I’ve had a somewhat productive couple of days. We’ve made some progress on organizing house things, I’ve done some cleaning and baking, and that’s been satisfying. But then, today feels like I’ve gotten nothing done due to clingy baby, I’m exhausted, and I’ve had a fair amount of irritability lately. I’m hella irritated right now because I direly wanted to try to get caught up on actual work today, and that didn’t happen. Maybe I’ve gone too long without enough alone time and just haven’t noticed. I had both kids at home yesterday since it’s midterm. Lilbit went to holiday club today, but still. People in space, and right now I am feeling so filled to the top that I am half considering going upstairs and slamming the door behind. Maybe I should try taking a bath…
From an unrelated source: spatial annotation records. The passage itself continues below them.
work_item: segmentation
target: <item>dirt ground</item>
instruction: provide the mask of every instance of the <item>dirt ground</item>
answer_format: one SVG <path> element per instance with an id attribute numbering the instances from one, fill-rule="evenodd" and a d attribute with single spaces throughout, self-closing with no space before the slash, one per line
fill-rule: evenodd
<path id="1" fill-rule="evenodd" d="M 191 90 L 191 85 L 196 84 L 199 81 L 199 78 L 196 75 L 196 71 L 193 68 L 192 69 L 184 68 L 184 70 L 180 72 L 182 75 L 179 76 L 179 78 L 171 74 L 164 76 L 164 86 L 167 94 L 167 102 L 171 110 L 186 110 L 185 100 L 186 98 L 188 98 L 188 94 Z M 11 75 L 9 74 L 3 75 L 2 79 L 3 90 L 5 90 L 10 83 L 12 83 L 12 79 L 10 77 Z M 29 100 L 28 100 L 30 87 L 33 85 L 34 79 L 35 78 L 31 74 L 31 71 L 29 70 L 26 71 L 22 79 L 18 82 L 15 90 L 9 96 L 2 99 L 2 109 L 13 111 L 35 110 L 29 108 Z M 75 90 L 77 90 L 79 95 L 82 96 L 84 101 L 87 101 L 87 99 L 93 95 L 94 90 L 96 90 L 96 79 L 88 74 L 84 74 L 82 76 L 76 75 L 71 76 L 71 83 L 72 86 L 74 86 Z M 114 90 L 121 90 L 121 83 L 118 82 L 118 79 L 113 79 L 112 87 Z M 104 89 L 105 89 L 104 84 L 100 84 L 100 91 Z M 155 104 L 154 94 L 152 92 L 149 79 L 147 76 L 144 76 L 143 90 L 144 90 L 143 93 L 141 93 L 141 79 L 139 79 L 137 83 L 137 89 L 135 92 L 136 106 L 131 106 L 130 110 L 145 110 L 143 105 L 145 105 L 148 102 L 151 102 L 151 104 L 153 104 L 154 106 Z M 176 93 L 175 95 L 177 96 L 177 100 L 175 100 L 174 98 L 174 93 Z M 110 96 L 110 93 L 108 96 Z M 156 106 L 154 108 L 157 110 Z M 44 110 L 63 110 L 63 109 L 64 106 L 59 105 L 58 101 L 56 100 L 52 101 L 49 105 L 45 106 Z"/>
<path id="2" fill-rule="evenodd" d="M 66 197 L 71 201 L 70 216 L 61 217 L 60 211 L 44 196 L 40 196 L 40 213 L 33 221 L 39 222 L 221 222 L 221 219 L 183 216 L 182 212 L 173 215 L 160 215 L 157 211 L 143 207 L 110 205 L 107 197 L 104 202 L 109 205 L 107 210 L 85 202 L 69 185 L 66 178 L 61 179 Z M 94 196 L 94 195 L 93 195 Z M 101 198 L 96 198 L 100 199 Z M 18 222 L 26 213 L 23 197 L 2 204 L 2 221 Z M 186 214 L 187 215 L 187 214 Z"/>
Ah yes, that seems to have helped. You guys know how it is — you suddenly go from okay to not okay like a switch with no real gradient. I’m grateful that we have a bit of space here so that I CAN go off and sort of be alone. It’s not great, ’cause British houses are super-tiny. I fairly recently had a friend in the States tell me I wasn’t permitted to complain about how small my house was because his condo is only 2,000 square feet… which is um… about two and a half times the size of our house, where he lived alone, and we live as four. He shut up after I pointed out the size disparity, but still. This house is about 20% bigger than our previous one, and is divided in ways that one can get a bit of space to themselves. So it was nice to be able to engage in such self-care for a bit… when I remember it’s an option!
One thing that I have noticed lately is that I’m recovering a lot faster from moments of stress. The worst of them still annoying piggyback onto when my husband is feeling wretched, but at least I’m not a total wreck all the time now. I think that gives him hope. Certainly, I feel that our communication is getting better about how we are feeling, and that we’re slowly getting better at helping each other out (which is to say, I’m getting better at helping him out; he’s always been fabulous and then some).
Past that, the chronic fatigue continues to reign supreme. I thought about going for a walk today because the weather looked nice, but the thought alone was too exhausting. Even if I’m used to it because it’s chronic, it still is stressful and upsetting. I mean, I’m still in a good mood on the whole, but as the start of this post shows, it doesn’t take a lot to upset the balance when there’s not a lot holding it to center. But at least for today, we’re on the downhill slope of the day, so all should be well.
And speaking of well, hope all of you guys out there are doing okay.